The last couple games were vintage 2018 Red Sox. Game 4 looked scary for a while - great pitching duel that blew up when Vazquez threw a double play ball away, and Puig lost one - but that's not the end of the story. The Sox looked drained by those 18 innings, but so were the Dodgers - and the Sox held all their bullpen guys to an inning each, while a lot of the Dodgers worked a couple. And so Baez and Urias, who'd been the best the Dodgers had had to that point, weren't around at the end of game 4, and it showed. Homers and then cue shot doubles and line drive singles and hustling to beat out a double play and squibs in the infield set up Steve Pearce to gap them, Bogie to get a big hit. The Sox meanwhile had Barnes and Kelly in the pen - and Kimbrel, who made a 5 run lead look all too inadequate - he might have hit his wall, since he'd been very good in the world series.
And game 5 was a perfect masterpiece: Pearce goes bridge in the first, and after Price started the game with a bad pitch, he didn't give them much else. Maybe next year, the Sox should use Price on 3 days rest all year, and let him close between starts - why not?
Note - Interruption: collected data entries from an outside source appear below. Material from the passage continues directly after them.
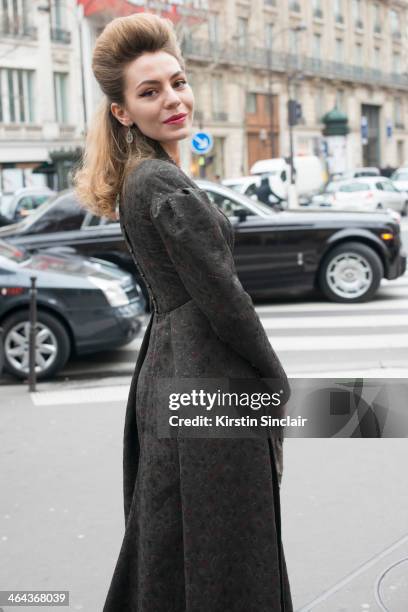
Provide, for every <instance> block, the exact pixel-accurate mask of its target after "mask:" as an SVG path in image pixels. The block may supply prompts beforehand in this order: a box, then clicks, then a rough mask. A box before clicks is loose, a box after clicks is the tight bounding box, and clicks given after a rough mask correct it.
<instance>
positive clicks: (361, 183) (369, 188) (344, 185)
mask: <svg viewBox="0 0 408 612" xmlns="http://www.w3.org/2000/svg"><path fill="white" fill-rule="evenodd" d="M369 190H370V185H368V183H347V184H346V185H341V187H340V188H339V191H343V192H345V193H352V192H354V191H369Z"/></svg>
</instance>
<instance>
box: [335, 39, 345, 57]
mask: <svg viewBox="0 0 408 612" xmlns="http://www.w3.org/2000/svg"><path fill="white" fill-rule="evenodd" d="M343 61H344V41H343V39H342V38H336V62H339V63H342V62H343Z"/></svg>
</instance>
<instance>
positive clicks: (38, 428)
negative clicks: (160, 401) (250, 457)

He went 7+ and looked like he could have found a way to the end, and started game 6 as well. He dumped his reputation as a choke artist in the post season, but it's notable that he had always been effective out of the pen in the post-season - for Tampa, for Toronto, for Boston, last year. I always thought, why not accept it? move him to the pen outright, let him pitch 2 innings every day - he seems to thrive on it. Cora said something like that - he wants to be involved in every game - maybe he should be their closer. Though would be be better than Sale? who, in fact, did close it out, as dominatingly as you could ask. Struck out the side - Manny Machado (favored enemy of Sox fans everywhere), down on his knees waving helplessly at a slider. Yes.
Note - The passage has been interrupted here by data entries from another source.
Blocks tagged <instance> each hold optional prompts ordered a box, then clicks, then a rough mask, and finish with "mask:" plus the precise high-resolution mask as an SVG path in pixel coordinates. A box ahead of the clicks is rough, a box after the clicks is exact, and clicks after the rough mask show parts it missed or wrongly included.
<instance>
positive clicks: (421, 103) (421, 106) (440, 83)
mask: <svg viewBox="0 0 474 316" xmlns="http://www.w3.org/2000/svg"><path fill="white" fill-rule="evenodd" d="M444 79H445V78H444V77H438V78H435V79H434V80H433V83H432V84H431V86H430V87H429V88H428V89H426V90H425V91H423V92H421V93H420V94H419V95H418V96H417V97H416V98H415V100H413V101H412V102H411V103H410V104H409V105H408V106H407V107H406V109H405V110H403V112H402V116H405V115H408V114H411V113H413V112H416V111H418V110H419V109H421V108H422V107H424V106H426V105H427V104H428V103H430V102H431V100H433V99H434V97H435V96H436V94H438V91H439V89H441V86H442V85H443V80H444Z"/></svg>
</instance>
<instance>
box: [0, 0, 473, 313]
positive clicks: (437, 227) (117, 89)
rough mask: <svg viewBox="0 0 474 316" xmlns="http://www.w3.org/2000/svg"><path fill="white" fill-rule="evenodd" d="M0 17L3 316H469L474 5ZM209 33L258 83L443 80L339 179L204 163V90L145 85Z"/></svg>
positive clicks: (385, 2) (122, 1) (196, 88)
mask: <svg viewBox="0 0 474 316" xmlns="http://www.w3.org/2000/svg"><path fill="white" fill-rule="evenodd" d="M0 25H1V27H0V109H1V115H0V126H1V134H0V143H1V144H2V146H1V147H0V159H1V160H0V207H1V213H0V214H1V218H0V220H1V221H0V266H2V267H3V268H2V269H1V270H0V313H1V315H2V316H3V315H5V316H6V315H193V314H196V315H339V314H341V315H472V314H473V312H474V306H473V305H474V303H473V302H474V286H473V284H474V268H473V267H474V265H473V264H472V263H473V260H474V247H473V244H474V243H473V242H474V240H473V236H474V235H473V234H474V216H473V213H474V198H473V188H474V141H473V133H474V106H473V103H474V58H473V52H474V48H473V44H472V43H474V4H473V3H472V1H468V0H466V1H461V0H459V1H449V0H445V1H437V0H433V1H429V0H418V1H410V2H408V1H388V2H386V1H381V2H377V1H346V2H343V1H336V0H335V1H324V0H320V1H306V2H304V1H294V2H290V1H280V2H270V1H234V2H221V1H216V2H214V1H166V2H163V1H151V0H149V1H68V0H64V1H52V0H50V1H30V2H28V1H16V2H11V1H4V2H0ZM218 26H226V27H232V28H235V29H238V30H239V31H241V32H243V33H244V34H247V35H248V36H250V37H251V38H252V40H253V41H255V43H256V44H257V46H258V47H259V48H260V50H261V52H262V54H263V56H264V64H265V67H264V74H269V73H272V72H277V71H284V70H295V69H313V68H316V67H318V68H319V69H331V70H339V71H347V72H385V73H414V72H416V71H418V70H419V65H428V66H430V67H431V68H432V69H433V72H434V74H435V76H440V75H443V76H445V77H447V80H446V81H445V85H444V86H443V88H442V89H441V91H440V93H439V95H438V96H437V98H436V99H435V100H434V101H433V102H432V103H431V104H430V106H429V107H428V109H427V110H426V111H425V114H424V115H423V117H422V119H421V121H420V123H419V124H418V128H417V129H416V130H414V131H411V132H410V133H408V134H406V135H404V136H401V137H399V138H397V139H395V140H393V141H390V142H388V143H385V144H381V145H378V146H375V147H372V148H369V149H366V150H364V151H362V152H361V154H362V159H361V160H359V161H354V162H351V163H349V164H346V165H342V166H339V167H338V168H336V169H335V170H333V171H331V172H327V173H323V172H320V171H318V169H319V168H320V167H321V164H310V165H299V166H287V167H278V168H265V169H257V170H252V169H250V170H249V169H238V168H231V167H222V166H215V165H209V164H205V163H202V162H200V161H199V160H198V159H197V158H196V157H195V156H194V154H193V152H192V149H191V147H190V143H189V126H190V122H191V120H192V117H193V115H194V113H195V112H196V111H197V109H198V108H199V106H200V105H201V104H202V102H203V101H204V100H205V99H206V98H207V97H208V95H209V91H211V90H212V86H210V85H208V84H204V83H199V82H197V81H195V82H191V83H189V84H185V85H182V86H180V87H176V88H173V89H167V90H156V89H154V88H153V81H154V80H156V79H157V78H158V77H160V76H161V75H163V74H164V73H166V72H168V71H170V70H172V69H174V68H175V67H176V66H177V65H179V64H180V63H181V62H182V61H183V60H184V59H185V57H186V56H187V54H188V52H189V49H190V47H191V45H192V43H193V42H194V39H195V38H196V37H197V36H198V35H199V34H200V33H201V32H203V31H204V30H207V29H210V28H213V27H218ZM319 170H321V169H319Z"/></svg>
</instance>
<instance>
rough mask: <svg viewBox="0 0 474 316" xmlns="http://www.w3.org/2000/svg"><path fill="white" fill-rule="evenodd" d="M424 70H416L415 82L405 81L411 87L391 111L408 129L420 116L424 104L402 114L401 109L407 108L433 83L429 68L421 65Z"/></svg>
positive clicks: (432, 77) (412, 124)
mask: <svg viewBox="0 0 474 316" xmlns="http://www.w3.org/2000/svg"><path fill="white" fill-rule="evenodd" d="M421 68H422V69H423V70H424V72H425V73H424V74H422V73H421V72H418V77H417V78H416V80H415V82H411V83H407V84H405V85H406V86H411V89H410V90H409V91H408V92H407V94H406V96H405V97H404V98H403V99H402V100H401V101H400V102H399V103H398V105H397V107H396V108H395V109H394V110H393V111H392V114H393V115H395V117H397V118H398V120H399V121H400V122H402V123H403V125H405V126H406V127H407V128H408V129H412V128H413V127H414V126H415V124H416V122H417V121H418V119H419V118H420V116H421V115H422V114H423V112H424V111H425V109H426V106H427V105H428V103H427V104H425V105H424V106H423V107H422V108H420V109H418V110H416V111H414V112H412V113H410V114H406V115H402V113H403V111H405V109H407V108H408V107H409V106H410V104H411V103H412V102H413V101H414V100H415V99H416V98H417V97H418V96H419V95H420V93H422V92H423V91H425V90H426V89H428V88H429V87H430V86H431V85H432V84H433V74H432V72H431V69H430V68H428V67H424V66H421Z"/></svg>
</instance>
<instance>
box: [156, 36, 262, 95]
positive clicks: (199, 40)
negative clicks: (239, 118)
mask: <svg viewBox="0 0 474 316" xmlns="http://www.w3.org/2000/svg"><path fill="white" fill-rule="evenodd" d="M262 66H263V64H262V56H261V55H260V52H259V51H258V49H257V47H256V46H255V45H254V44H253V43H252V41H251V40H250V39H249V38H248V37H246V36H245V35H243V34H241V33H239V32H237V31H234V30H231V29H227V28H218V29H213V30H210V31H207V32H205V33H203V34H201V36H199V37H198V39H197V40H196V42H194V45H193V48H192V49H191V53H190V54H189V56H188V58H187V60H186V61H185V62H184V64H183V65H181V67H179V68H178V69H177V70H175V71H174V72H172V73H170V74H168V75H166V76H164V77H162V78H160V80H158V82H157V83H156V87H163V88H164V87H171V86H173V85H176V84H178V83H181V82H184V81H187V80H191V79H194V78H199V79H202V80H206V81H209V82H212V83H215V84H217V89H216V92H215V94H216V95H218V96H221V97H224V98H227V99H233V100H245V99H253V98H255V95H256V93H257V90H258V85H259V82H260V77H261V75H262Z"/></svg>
And there it was. This post-season looked more tense than it was - it felt like the Dodgers, Astros, even the Yankees, were making the Sox work - but they ended up winning 3-1, 4-1, 4-1, dominating a bunch of those games, with even the nail biters being the work of uncertain relievers (Kimbrel), who still always got the last out. For all the appearance of angst, there was almost never any real drama. I suppose overcoming a 0-4 deficit in the last three innings of game 4 counts - but compared to the 04 or 07 championship comebacks, or the Big Papi grand slam against Detroit in 2013, it was just a nice comeback. That 18 inning game made this series epic - and game 4 was a good one too, though once the Sox started hitting they didn't stop, especially against the second rank of Dodgers relievers... but the 2013 series felt more competitive - you could imagine that team losing. This one - hard to picture, though it was easy to forget it. From day one - they had a nice lead over Tampa, and Joe Kelly gave it all away - then they didn't lose for a month. They could start to look ready to fade, and they'd run off 6 in a row. Mookie would go 0-14 or something, and you'd think - shit, he's choking! - And he'd hit a home run to break a game open. It was a thing to see.
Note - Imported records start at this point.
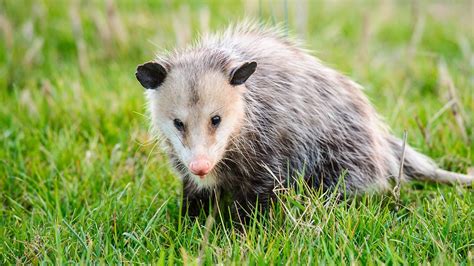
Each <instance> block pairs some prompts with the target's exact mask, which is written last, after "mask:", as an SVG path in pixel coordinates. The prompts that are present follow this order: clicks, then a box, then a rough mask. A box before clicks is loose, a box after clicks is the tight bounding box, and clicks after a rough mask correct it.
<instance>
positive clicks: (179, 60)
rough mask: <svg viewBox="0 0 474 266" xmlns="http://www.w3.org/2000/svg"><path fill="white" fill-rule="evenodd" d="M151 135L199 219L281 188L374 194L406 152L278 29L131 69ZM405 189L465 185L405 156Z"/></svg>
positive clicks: (205, 48)
mask: <svg viewBox="0 0 474 266" xmlns="http://www.w3.org/2000/svg"><path fill="white" fill-rule="evenodd" d="M136 77H137V79H138V80H139V82H140V83H141V84H142V86H143V87H145V88H146V89H147V90H146V95H147V98H148V103H149V105H148V106H149V112H150V115H151V123H152V127H153V129H154V130H155V132H156V133H158V134H159V135H160V136H161V137H162V138H163V144H164V148H165V150H166V151H167V152H168V155H169V158H170V161H171V162H172V164H173V166H174V168H175V169H176V170H177V172H178V173H179V176H180V177H181V178H182V180H183V182H184V184H183V188H184V190H183V191H184V199H185V201H186V203H187V204H188V206H189V211H190V213H191V214H193V213H194V214H197V213H199V211H200V208H202V206H203V204H206V202H209V197H212V196H213V193H214V192H215V191H223V192H228V193H230V194H231V195H232V196H233V200H234V201H235V203H236V204H234V206H240V207H239V208H244V209H245V208H247V207H249V208H251V207H253V206H255V204H256V202H258V203H259V205H260V206H263V207H265V206H266V205H267V204H268V202H269V200H270V199H271V198H272V197H273V196H274V194H273V193H274V192H273V191H274V188H275V187H276V186H277V185H284V186H291V183H292V180H294V179H292V178H289V177H293V176H296V175H301V174H303V175H304V178H305V180H307V182H308V183H310V184H311V185H312V186H313V187H317V188H320V187H322V188H323V189H325V190H328V189H334V187H335V186H336V184H338V182H339V181H340V178H341V177H342V178H343V179H344V180H343V182H342V184H343V186H344V188H345V191H347V192H351V193H354V192H361V191H369V190H371V191H373V190H376V191H380V190H386V189H388V188H389V187H390V184H391V183H392V182H391V179H393V178H394V177H397V176H398V175H399V167H400V162H401V157H402V156H401V155H402V143H401V141H400V140H399V139H397V138H395V137H393V136H392V135H390V133H389V131H388V130H387V127H386V125H385V124H384V123H383V122H382V120H381V119H379V117H378V115H377V113H376V112H375V110H374V108H373V107H372V105H371V104H370V103H369V101H368V100H367V98H366V97H365V96H364V94H363V92H362V89H361V87H360V86H359V85H357V84H356V83H354V82H353V81H351V80H349V79H348V78H346V77H345V76H343V75H341V74H339V73H338V72H336V71H335V70H333V69H331V68H328V67H326V66H324V65H323V64H322V63H321V62H320V61H318V60H317V59H316V58H314V57H313V56H311V55H310V54H309V53H307V52H306V51H305V50H304V49H302V48H300V47H299V46H298V45H296V44H295V43H294V42H293V41H291V40H289V39H288V38H285V37H283V35H282V34H280V33H279V31H278V30H276V29H271V28H265V27H263V28H262V27H259V26H255V25H250V24H242V25H240V26H236V27H230V28H229V29H228V30H226V31H225V32H224V33H223V34H220V35H211V36H205V37H203V38H202V39H201V40H200V41H199V42H198V43H197V44H195V45H194V46H192V47H189V48H187V49H183V50H178V51H175V52H173V53H169V54H167V55H165V56H163V57H160V58H157V59H156V60H155V61H153V62H148V63H145V64H143V65H140V66H138V68H137V72H136ZM404 158H405V161H404V171H403V173H404V175H403V177H402V178H403V179H404V180H409V179H429V180H435V181H441V182H461V183H471V182H472V180H473V177H471V176H466V175H461V174H456V173H450V172H447V171H443V170H440V169H438V167H437V166H436V165H435V163H433V161H432V160H431V159H429V158H428V157H426V156H424V155H422V154H420V153H418V152H416V151H415V150H413V149H412V148H410V147H408V146H407V147H406V150H405V156H404Z"/></svg>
And finally - how gratifying is it to see a game turn on a great starting pitcher? Price in game 5 - though this came after Hill in 4 (and E Rod until the defense and Cora messed up), Buehler, Price in game 2 - Eovaldi at the end of game 3... Granted we got the usual second guessing, including someone at the white house using Trump's account to weigh in on taking out Hill. Yes, the bullpen promptly failed - but if Roberts had left Hill in and he got tagged - what then? It's doubly ironic because Cora made exactly the opposite decision with E Rod in the 6th, with exactly the same results - 3 run bomb! Cora handled his pitchers brilliantly, I think; Roberts stayed closer to the script - though in a way they were both playing the rosters they had. The Dodgers had bullpen depth; the Sox had half a good bullpen, and a bunch of starts with rubber arms and the willingness to use them. The Sox guys did their jobs; the Dodgers did in a couple games, and didn't in the others. And the Sox starters kept them in every single game, better than LA's. So there you have it.